Un trait spécifique original

La feuille du tremble … tremble ainsi parce qu’elle est portée par un long pétiole (4 à 5cm), très souple mais résistant, aplati verticalement et raccordé perpendiculairement au limbe de la feuille. Ainsi, au moindre courant d’air, la feuille s’agite, se tord sans cesse, émettant un bruissement léger et ce d’autant que les bords du limbe arrondi portent des crénelures qui favorisent le passage latéral de l’air.

La rationalité scientifique éclairée par la théorie de l’évolution nous amène à affirmer que si les feuilles du tremble ont une telle forme et une telle capacité, c’est que d’une façon ou d’une autre cela doit procurer un (ou plusieurs) avantage(s) à l’arbre porteur. On ne dispose que d’hypothèses explicatives car pour être affirmatif il faudrait des expérimentations grandeur nature sur des arbres entiers (du genre « bloquer » les feuilles pour voir les conséquences mais plus facile à dire qu’à faire !).

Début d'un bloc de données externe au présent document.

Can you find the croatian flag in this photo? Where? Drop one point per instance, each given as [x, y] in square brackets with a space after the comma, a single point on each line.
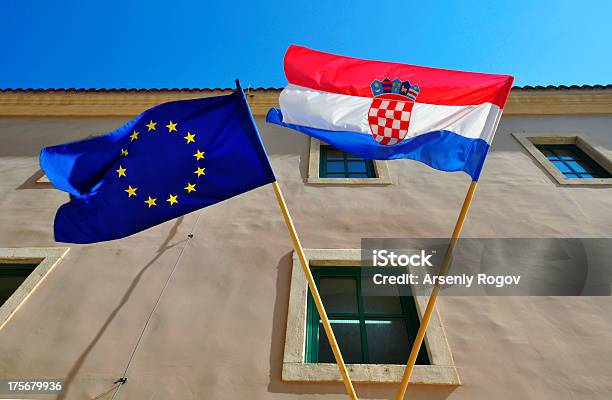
[380, 110]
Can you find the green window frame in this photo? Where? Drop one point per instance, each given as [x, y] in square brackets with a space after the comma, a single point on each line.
[406, 319]
[12, 276]
[572, 162]
[335, 163]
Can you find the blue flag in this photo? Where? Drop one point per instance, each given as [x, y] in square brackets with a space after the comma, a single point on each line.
[172, 159]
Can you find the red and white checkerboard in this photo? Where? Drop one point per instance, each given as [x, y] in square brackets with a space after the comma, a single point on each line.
[389, 119]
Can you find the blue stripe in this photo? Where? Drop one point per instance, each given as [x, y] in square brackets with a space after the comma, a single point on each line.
[442, 150]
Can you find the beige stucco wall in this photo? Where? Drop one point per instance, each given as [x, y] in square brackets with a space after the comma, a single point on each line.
[218, 332]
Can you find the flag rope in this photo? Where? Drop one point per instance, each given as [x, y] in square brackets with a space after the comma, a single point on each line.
[121, 381]
[348, 385]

Quatre hypothèses sont avancées qui ne s’excluent pas d’ailleurs entre elles sur le rôle de cette agitation :

  • elle favoriserait la transpiration et stimulerait ainsi la circulation de la sève vers la cime de l’arbre et sa croissance ; le tremble pousse presque toujours « les pieds dans l’eau » ou au minimum avec les racines principales qui plongent dans une nappe souterraine : il ne craint donc pas le dessèchement
  • elle réduirait les dommages dus au vent sur le feuillage sur le principe du roseau de La Fontaine qui plie mais ne rompt point ; les trembles, comme les autres peupliers sont des essences de bois tendre à croissance très rapide et donc très susceptibles à la pression du vent sur leur feuillage
  • elle orienterait les feuilles périphériques de manière oblique par rapport au soleil au zénith ce qui augmenterait l’efficacité photosynthétique (un excès de lumière directe altère la chlorophylle et échauffe la feuille)
  • enfin, hypothèse la plus originale, elle dérangerait les insectes venus pondre sur les feuilles ; une des preuves avancée est la relative rareté des galles sur cette espèce par rapport à d’autres espèces moins tremblantes ; mais d’autres facteurs comme la composition chimique des feuilles seraient plus explicatifs de cette rareté.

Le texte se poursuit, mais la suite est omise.